Syarief menjelaskan, salah satu lokasi yang digeledah adalah rumah milik YHF atau Yeka Hendra Fatika, Komisioner Ombudsman RI, yang berada di kawasan Cibubur, Jakarta Timur.
Sementara itu, Kepala Pusat Penerangan Hukum Kejaksaan Agung Anang Supriatna membenarkan selain penggeledahan, penyidik juga telah memeriksa sejumlah saksi terkait perkara tersebut. Namun, ia belum merinci jumlah saksi yang sudah dimintai keterangan.
“Tapi berapa saksi yang sudah diperiksa saya belum ada datanya,” kata Anang.

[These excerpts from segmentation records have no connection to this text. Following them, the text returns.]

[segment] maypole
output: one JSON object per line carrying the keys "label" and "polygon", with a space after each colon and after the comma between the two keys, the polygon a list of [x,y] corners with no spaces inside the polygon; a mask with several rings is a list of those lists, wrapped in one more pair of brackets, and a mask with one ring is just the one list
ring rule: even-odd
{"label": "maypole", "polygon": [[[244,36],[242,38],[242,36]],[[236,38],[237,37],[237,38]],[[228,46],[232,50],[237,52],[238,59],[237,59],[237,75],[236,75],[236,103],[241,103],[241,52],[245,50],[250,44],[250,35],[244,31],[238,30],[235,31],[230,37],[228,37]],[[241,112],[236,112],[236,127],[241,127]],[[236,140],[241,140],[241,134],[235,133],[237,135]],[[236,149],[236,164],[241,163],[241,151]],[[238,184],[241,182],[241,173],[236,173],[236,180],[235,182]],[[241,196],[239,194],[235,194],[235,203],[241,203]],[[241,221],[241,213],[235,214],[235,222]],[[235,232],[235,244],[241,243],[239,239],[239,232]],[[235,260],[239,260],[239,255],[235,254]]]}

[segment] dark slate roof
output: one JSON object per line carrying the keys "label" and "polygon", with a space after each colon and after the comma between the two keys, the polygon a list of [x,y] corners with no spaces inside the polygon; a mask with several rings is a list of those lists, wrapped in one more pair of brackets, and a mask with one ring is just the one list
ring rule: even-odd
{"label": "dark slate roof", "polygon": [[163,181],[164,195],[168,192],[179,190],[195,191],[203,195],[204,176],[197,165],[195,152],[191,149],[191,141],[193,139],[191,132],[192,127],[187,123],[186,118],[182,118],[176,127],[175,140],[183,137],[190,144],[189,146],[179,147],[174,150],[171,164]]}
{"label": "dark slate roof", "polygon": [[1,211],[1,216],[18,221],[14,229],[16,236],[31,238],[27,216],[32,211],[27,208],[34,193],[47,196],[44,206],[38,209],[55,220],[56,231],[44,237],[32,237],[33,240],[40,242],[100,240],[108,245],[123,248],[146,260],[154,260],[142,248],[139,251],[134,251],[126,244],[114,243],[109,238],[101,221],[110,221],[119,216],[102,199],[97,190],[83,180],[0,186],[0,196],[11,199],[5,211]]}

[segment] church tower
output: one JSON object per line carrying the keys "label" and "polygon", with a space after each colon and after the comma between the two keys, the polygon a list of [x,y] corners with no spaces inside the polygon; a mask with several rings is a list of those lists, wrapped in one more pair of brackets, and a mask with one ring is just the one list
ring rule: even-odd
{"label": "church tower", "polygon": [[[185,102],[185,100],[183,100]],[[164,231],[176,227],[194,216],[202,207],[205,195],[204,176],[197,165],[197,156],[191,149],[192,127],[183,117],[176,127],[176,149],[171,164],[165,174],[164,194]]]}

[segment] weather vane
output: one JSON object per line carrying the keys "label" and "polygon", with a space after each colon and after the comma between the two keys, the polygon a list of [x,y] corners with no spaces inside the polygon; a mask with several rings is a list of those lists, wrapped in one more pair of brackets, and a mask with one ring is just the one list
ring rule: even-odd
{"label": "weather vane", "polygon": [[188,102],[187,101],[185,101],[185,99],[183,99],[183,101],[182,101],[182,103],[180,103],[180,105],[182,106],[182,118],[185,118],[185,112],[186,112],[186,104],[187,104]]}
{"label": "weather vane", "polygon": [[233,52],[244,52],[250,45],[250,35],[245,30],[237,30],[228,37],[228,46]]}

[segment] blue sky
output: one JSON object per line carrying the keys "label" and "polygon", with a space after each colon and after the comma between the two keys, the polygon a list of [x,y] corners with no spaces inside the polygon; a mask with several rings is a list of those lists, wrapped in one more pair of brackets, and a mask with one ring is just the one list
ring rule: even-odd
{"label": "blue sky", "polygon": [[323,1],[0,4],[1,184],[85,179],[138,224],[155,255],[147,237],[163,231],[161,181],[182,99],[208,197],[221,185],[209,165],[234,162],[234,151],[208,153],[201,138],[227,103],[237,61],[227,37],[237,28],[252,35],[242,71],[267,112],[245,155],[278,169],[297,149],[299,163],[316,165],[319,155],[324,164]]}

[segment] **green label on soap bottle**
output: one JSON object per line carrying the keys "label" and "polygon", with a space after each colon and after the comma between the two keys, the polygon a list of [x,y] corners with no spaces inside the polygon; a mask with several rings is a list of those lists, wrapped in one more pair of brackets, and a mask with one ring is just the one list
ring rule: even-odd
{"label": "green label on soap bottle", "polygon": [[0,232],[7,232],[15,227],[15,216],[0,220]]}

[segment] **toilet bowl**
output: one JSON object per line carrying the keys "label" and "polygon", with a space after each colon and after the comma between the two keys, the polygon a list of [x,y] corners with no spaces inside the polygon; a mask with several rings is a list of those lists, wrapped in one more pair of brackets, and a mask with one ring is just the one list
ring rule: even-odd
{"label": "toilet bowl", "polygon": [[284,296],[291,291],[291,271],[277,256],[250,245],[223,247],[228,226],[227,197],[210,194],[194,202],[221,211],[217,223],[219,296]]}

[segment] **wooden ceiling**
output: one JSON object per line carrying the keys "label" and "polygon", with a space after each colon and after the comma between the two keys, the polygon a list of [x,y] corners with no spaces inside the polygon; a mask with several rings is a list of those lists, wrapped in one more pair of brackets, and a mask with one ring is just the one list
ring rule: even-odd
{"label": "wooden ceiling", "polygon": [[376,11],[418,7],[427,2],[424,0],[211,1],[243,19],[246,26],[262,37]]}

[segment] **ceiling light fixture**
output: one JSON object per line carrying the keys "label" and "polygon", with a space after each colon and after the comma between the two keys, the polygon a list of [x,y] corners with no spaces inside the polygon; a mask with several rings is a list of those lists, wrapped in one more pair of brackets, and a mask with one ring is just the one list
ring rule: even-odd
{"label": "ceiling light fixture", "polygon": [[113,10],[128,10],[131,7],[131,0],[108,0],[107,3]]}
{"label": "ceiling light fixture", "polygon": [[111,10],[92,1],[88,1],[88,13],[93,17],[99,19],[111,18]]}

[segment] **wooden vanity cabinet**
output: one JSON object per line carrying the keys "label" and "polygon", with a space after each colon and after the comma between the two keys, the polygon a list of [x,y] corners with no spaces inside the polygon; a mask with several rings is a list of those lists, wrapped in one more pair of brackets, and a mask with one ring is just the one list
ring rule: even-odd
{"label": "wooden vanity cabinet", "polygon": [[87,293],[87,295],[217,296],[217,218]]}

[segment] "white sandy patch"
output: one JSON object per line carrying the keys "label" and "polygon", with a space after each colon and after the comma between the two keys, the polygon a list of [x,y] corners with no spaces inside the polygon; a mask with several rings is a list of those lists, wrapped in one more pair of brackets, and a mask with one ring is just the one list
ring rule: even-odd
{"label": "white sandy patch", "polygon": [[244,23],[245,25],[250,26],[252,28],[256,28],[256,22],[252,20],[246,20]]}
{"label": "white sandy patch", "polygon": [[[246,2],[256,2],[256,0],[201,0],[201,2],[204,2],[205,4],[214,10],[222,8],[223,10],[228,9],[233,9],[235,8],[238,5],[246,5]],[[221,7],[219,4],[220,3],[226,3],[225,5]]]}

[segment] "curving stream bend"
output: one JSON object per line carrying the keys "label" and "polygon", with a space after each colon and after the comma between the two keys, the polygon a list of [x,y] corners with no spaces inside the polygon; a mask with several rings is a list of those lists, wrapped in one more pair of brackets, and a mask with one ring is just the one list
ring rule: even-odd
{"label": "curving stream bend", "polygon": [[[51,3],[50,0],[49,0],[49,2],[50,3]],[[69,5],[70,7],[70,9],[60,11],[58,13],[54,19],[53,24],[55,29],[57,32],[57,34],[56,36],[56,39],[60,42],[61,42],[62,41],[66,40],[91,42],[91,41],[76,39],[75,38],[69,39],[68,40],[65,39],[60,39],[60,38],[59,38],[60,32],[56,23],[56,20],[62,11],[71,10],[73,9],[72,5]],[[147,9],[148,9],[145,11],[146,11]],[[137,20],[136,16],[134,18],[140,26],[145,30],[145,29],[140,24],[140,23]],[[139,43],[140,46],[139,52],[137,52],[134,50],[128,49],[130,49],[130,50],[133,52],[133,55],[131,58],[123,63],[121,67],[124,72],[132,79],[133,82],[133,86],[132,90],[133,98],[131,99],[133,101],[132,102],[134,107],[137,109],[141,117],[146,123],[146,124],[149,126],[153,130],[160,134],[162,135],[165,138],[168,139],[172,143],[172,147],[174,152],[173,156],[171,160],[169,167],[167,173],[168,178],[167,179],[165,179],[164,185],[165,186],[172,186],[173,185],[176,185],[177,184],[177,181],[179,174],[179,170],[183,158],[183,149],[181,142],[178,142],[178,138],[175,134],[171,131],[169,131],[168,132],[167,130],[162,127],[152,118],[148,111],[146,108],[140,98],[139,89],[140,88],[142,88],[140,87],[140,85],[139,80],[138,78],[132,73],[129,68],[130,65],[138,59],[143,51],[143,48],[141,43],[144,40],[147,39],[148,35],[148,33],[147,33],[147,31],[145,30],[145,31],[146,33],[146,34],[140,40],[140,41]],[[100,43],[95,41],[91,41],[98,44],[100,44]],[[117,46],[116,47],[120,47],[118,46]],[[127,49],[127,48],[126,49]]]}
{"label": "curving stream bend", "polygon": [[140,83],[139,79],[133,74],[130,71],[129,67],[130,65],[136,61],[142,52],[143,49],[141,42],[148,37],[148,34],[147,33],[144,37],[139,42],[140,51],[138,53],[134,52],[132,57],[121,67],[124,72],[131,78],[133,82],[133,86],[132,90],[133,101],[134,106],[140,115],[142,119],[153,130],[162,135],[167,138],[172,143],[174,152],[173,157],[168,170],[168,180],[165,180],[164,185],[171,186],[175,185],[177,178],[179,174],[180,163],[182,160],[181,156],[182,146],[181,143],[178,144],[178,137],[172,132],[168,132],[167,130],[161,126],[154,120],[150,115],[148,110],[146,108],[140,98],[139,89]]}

Menurutnya, penyidikan ini berkaitan dengan dugaan pelanggaran Pasal 21 Undang-Undang Tindak Pidana Korupsi tentang perintangan penyidikan.
Anang menjelaskan, kasus ini merupakan pengembangan dari perkara korupsi minyak goreng yang sebelumnya sempat berujung putusan onslag atau lepas dari segala tuntutan hukum.
Putusan tersebut, lanjutnya, merujuk pada putusan Pengadilan Tata Usaha Negara (PTUN) yang mengabulkan gugatan Wilmar Group dan pihak lainnya. Putusan PTUN itu antara lain didasarkan pada rekomendasi Ombudsman yang menyatakan terdapat dugaan maladministrasi dalam kebijakan ekspor crude palm oil (CPO).
Anang menambahkan, rekomendasi Ombudsman tersebut menjadi salah satu alasan penyidik melakukan penggeledahan, karena diduga berkaitan dengan upaya yang dapat menghambat proses penyidikan yang dilakukan oleh jaksa.